Het Statuut voor het Koninkrijk der Nederlanden regelt de staatkundige relatie van de landen Nederland, Aruba, Curaçao en Sint Maarten in het Koninkrijk. De landen behartigen zelfstandig hun eigen aangelegenheden, behoudens de Koninkrijksaangelegenheden, en onverminderd de waarborgfunctie van het Koninkrijk. Het Statuut geeft tevens regels voor onderlinge samenwerking, bijstand, overleg en de staatsinrichting van de landen. Sinds 10 oktober 2010 zijn Curaçao en Sint Maarten zelfstandige landen binnen het Koninkrijk en zijn Bonaire, Sint Eustatius en Saba openbare lichamen binnen het land Nederland.
Caribisch Nederland
Met het afronden van de staatkundige hervormingen van 2010 is de relatie tussen Nederland en de openbare lichamen nog niet af.

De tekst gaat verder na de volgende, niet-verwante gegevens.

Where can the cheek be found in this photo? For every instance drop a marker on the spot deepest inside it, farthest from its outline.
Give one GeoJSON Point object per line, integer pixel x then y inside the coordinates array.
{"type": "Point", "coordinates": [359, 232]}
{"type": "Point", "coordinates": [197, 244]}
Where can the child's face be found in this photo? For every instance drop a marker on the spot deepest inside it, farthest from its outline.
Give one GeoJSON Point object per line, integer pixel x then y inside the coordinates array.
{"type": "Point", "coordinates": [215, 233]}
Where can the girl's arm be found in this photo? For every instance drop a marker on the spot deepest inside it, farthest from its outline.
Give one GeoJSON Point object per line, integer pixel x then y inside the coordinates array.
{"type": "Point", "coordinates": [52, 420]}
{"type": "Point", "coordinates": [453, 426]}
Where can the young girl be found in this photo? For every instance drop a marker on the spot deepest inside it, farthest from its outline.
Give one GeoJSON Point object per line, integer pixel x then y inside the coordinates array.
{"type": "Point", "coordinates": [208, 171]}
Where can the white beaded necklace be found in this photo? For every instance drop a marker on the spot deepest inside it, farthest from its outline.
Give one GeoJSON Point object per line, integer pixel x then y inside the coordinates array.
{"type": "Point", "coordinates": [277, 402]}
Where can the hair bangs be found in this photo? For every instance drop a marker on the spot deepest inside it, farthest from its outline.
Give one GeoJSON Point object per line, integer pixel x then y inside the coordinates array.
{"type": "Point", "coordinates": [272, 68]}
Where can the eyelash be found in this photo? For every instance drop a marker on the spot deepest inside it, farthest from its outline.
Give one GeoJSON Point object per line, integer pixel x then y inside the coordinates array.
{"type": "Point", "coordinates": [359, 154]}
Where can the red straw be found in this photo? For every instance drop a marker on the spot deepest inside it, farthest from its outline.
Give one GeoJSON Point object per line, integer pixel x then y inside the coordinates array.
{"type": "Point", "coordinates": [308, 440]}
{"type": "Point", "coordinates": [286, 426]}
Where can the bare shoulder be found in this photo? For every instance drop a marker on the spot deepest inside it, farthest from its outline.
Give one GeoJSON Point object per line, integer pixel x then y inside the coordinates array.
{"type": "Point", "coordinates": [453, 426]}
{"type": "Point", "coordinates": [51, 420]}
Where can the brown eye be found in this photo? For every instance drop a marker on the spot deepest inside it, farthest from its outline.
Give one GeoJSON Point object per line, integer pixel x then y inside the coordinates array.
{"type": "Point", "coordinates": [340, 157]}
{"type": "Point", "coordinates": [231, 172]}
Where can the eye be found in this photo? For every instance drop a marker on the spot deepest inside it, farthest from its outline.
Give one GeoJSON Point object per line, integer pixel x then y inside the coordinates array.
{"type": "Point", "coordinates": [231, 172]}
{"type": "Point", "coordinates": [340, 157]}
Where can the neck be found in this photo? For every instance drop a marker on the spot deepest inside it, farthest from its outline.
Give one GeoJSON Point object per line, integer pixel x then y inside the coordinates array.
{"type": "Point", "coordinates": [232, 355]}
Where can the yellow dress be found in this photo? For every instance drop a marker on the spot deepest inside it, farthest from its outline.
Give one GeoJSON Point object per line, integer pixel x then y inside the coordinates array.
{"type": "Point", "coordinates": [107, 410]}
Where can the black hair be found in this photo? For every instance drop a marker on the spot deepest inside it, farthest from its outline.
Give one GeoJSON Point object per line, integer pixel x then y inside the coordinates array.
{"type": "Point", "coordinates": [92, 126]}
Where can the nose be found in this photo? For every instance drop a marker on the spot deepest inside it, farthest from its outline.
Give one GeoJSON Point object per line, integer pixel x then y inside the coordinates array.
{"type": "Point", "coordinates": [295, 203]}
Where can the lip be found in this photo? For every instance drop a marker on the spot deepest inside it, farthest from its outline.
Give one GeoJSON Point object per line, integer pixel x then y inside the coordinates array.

Belangrijke thema’s zijn en blijven de verdere ontwikkeling van de eilanden, de evaluatie van de zogenoemde BES-wetgeving van de openbare lichamen, de evaluatie van de justitiële rijkswetten van toepassing op Caribisch Nederland, de legislatieve terughoudendheid en de overheidsfinanciën van de openbare lichamen.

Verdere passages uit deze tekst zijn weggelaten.